Universe Settings
Summary | This document explains how each of the Universe settings affect the data in your tables in AskiaAnalyse and AskiaVista. |
Applies to | AskiaAnalyse, AskiaVista |
Written for | Data Processors, Analysts, Researchers, Statistical Analysts |
Keywords | Universe, Sub-population, Filter, Count, Base, Percentage, %, All interviews, Use selected responses, Use question base, Use answering base, Allow Don't know, Unfiltered, Question table base, All interviews for question table, Loop, Grid, Summary table, New SQL format, SQL Legacy format. |
To start with, it's important to reiterate the distinction between a filter / sub-population and a Universe.
- Sub-populations - govern the counts appearing in your table
- Universes - do not change the counts but change the percentages in your table
Let's start with the most commonly used Universe settings:
- All interviews - the counts for each code are divided by the total number of interviews.
- Use selected responses - the counts for each code are divided by the total number counts in the responses selected in the question in rows/cols etc.
- Use question base - the counts for each code are divided by the total number of counts in the question (system DK's are included in this count - i.e. people who saw the question, but chose not to answer, e.g. when a question is non-mandatory).
- Use answering base - the counts for each code are divided by the total counts of those giving an answer (system DK's are NOT included in this count i.e. people who saw the question but chose not to answer).

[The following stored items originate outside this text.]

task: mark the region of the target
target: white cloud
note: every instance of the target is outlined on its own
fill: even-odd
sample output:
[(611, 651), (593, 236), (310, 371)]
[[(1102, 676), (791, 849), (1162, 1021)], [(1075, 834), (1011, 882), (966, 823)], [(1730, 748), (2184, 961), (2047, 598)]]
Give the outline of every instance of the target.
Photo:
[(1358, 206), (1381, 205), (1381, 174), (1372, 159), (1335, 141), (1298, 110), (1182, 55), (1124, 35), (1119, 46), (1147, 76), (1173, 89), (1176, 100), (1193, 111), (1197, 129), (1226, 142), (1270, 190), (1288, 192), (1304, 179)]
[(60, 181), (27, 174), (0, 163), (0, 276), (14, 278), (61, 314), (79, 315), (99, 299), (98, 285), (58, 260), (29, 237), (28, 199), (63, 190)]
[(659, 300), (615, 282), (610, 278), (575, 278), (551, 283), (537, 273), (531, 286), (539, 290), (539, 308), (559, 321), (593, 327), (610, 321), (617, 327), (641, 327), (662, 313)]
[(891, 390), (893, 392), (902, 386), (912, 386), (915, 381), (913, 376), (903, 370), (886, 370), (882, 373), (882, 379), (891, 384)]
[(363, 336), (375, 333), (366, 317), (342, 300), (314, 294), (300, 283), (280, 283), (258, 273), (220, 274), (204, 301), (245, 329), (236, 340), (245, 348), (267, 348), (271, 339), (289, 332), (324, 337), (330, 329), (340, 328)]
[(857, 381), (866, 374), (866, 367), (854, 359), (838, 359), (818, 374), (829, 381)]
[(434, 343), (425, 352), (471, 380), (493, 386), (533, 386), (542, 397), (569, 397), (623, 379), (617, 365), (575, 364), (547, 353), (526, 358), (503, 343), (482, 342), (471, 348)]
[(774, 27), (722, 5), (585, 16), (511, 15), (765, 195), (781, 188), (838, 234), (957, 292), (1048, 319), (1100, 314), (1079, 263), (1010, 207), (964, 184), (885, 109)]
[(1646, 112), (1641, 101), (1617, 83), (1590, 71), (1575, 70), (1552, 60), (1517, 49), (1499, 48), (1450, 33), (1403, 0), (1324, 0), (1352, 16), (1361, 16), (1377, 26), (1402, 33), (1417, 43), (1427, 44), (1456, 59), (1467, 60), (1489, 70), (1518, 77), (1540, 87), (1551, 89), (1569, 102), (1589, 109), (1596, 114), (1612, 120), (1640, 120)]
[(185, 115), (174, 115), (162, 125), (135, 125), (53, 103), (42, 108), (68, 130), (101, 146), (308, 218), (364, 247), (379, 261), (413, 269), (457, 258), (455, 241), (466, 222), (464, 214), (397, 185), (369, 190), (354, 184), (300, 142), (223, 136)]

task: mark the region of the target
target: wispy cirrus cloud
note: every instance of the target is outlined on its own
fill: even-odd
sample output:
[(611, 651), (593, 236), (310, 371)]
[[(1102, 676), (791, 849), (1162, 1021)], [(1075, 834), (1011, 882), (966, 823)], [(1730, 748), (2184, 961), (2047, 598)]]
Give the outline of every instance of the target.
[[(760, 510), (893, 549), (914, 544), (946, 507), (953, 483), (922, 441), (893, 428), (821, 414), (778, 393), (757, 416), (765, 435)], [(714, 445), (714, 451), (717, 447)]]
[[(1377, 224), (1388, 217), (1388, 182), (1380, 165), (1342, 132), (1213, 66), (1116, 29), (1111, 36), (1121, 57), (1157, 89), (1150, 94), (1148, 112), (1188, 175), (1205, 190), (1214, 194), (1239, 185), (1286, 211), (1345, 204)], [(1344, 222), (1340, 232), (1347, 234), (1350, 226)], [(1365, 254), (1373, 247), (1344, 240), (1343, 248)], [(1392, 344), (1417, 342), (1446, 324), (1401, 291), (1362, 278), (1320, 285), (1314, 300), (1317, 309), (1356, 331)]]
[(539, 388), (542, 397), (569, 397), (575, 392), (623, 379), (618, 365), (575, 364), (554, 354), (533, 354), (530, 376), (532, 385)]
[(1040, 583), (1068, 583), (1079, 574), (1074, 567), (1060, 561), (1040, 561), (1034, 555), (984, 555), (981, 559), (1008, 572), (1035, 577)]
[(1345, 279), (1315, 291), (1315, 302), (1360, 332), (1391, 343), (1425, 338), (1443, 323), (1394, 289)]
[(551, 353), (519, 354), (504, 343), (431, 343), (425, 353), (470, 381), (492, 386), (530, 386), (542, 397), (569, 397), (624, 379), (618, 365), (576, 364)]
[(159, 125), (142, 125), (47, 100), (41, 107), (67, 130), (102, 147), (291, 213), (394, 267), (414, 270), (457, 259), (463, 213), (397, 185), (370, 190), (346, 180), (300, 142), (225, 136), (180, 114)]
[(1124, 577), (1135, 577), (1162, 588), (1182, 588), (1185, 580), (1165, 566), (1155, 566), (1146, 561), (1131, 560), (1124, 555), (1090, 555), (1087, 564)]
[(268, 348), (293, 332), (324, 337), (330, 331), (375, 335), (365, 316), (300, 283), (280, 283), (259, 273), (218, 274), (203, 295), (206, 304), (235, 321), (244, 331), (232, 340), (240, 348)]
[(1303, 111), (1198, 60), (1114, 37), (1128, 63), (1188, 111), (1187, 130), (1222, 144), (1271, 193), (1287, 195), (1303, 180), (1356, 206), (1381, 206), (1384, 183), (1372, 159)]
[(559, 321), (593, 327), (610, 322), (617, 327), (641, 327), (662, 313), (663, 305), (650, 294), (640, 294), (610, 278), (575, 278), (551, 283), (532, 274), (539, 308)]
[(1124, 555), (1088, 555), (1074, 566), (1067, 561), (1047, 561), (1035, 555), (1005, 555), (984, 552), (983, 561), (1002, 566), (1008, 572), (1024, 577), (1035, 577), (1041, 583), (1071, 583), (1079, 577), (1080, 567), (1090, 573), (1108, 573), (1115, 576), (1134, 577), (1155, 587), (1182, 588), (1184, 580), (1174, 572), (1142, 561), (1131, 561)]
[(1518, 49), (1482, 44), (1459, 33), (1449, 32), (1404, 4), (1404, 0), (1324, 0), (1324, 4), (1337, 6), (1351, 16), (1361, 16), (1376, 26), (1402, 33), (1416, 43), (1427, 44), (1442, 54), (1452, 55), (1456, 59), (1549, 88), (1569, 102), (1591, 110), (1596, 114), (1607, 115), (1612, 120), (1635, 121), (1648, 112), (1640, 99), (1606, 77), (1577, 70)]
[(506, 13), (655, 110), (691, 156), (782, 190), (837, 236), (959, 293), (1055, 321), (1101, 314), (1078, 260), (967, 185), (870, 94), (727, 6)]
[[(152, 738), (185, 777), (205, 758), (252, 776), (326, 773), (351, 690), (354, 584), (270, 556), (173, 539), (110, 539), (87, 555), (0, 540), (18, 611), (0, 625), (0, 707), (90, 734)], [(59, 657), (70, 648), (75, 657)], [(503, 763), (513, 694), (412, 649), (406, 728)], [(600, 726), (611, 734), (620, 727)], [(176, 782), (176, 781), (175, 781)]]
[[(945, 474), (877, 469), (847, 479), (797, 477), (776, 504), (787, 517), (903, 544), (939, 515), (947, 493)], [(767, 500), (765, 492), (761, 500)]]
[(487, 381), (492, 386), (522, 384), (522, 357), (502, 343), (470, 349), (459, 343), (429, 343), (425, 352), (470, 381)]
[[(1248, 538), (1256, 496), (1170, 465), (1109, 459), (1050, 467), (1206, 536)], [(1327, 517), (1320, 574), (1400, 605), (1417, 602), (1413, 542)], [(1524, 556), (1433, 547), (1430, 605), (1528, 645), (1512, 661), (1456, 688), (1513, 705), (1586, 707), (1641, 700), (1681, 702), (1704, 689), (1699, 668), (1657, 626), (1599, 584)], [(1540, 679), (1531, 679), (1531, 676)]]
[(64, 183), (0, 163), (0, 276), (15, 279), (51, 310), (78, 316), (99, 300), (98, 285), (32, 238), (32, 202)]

Now on to the unfiltered versions:
Basically these unfiltered universes remove the sub-population (filter) from the total base, before using it in the calculation, to work out the percentages.
Let's look at the example below. On the first row, with just question base universe, the % for Salaried staff is 24/176 = 13.6%. However, when we use the unfiltered base, we divide by 390. So the % for Salaried staff is 24/390 = 6.2%.
You can simply say: The counts are filtered but the number we divide by in order to calculate the % is not filtered.
Now the least intuitive ones - these shouldn't be thought of universes in exactly the same sense as those discussed above, but their behaviour is a bit different.
- Question table base - shows all counts in the total row for those entering the question table (loop) - 92 for each column in the example in the dev ticket below.
- All interviews for question table - shows all counts in the total row for all interviews - 100 for each column in the example in the dev ticket. Always the total number of respondents in your survey file.
The background to why these were introduced is explained here: https://dev.askia.com/issues/6115.
It was basically because there was a back compatibility issue for data exports when changing from legacy SQL format to new SQL format. There was a change to the numbers displayed in loop questions - they went from every code of a loop showing counts for all respondents, to showing counts for only those answering that iteration. It saves a lot of space in the data file this way!
The introduction of these new universes was to make new SQL format data appear as legacy SQL format data in tables.